BAN is a charitable organization based in Seattle, Washington working domestically and globally with a focus in Europe (due to strong leadership in global environmental initiatives), Asia (due to being primary victim area of toxic trade) and in the USA (due to poor record of global stewardship and their indiscriminate dumping of toxic wastes such as electronic waste and toxic ships). Its sad to learn that San Francisco’s A rating was the focus of a BAN mission so this is not only global issue. http://sanfrancisco.cbslocal.com/video/10263296-californias-e-waste-creating-toxic-mountain-in-arizona/
The “effluent of the affluent” is a by product of what became known as the NIMBY syndrome (Not In My Back Yard). In the name of development, globalisation and free trade, it is, in fact, a violation of environmental justice and can be considered a crime against the environment and human rights. It is vital to halt this unsustainable and unacceptable trade not only as it disproportionately destroys the environment and health of those in developing countries, but because such “environmental cost externalisations” serve as a disincentive to sustainable global solutions. Greening our manufacturing processes and products through “green design” and through “toxics use reductions” is a much Better Way.

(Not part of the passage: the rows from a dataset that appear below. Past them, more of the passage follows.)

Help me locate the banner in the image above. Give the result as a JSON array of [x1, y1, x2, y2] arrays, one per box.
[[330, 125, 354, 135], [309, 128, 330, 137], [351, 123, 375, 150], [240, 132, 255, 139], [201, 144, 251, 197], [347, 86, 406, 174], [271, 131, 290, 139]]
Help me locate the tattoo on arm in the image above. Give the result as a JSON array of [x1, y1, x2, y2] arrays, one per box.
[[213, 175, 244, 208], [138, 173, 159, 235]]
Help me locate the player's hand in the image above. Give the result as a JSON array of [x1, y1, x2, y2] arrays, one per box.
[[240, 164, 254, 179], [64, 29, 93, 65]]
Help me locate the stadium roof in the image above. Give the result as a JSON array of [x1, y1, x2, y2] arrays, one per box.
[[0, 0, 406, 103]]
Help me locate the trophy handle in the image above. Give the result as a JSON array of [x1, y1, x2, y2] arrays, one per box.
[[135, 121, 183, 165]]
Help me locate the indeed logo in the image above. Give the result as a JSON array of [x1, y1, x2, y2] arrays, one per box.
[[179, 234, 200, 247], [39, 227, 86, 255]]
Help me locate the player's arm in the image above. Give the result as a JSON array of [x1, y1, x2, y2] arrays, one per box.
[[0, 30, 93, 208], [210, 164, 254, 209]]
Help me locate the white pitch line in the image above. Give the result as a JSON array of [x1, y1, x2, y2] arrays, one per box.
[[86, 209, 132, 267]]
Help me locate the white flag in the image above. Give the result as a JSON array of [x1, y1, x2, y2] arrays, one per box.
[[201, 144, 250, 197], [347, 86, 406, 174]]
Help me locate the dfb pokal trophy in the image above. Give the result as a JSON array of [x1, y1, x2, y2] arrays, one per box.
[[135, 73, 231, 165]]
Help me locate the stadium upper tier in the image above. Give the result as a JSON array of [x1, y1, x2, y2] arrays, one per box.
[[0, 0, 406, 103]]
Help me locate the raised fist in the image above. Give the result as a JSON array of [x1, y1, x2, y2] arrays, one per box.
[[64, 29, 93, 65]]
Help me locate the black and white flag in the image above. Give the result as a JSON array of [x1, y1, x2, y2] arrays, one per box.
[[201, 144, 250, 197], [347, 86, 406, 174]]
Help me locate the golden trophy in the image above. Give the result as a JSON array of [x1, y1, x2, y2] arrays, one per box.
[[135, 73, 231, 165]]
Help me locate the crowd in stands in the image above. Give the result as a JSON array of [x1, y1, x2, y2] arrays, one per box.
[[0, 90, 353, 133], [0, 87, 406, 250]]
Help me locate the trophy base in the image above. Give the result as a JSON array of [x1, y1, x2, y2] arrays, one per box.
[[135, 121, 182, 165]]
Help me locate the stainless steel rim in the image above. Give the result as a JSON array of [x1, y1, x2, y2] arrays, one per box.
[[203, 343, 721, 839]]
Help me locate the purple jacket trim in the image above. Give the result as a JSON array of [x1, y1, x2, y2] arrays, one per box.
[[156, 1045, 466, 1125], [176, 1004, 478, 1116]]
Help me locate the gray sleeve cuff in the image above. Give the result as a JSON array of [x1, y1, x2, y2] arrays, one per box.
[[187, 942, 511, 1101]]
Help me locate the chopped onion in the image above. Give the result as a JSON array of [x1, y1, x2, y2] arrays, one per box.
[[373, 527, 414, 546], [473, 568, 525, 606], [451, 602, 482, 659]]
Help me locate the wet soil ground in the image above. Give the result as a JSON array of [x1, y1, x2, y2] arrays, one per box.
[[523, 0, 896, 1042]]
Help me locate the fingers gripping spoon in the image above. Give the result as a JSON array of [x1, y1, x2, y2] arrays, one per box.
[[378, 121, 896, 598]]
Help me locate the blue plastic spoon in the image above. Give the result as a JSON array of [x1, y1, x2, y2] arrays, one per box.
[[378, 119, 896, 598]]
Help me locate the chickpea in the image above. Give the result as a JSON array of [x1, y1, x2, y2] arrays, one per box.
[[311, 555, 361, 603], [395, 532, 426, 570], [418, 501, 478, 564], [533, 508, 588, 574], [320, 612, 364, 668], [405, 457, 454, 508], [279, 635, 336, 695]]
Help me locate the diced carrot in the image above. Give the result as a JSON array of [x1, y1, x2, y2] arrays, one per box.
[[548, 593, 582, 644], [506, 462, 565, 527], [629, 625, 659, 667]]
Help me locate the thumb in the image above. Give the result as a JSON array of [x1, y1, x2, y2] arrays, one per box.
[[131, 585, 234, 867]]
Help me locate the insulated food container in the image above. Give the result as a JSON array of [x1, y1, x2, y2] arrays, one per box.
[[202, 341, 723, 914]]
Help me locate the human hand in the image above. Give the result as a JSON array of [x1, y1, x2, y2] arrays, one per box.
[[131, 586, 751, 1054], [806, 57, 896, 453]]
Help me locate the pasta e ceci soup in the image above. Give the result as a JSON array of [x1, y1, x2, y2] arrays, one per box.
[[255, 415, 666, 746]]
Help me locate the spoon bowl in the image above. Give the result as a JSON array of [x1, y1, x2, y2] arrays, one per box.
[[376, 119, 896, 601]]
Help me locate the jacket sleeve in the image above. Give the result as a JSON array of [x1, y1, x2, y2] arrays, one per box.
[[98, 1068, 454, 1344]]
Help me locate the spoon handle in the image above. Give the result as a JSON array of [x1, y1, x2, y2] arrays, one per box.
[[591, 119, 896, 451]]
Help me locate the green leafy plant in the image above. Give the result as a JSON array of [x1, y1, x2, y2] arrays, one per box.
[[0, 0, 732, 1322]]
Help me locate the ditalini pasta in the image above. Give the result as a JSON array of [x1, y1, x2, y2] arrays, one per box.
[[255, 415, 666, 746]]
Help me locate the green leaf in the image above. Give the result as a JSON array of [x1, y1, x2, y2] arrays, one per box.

http://storyofstuff.org/movies/story-of-electronics/ The Story of Electronics, released in November 2011, employs the Story of Stuff style to explore the high-tech revolution’s collateral damage—25 million tons of e-waste and counting, poisoned workers and a public left holding the bill. Host Annie Leonard takes viewers from the mines and factories where our gadgets begin to the horrific backyard recycling shops in China where many end up. The film concludes with a call for a green ‘race to the top’ where designers compete to make long-lasting, toxic-free products that are fully and easily recyclable.
How You Can Help:
- Go to http://www.nyc.gov/html/dsny/html/faq/dispose.shtml and learn how to discard all waste.
- Go to http://www.electronicstakeback.com/w to learn how to discard e-waste. Staples, Best Buy and Office Depot are heading take back programs. Push your favorite big box retailer to follow their lead. Amazon.com could also use some pressure to facilitate take backs for their suppliers.
- Become knowledgeable about your electronic devices. These tools serve us in important ways but they are also taking a toll on our environment and our health.
- Electronics can no longer be discarded in your residential garbage.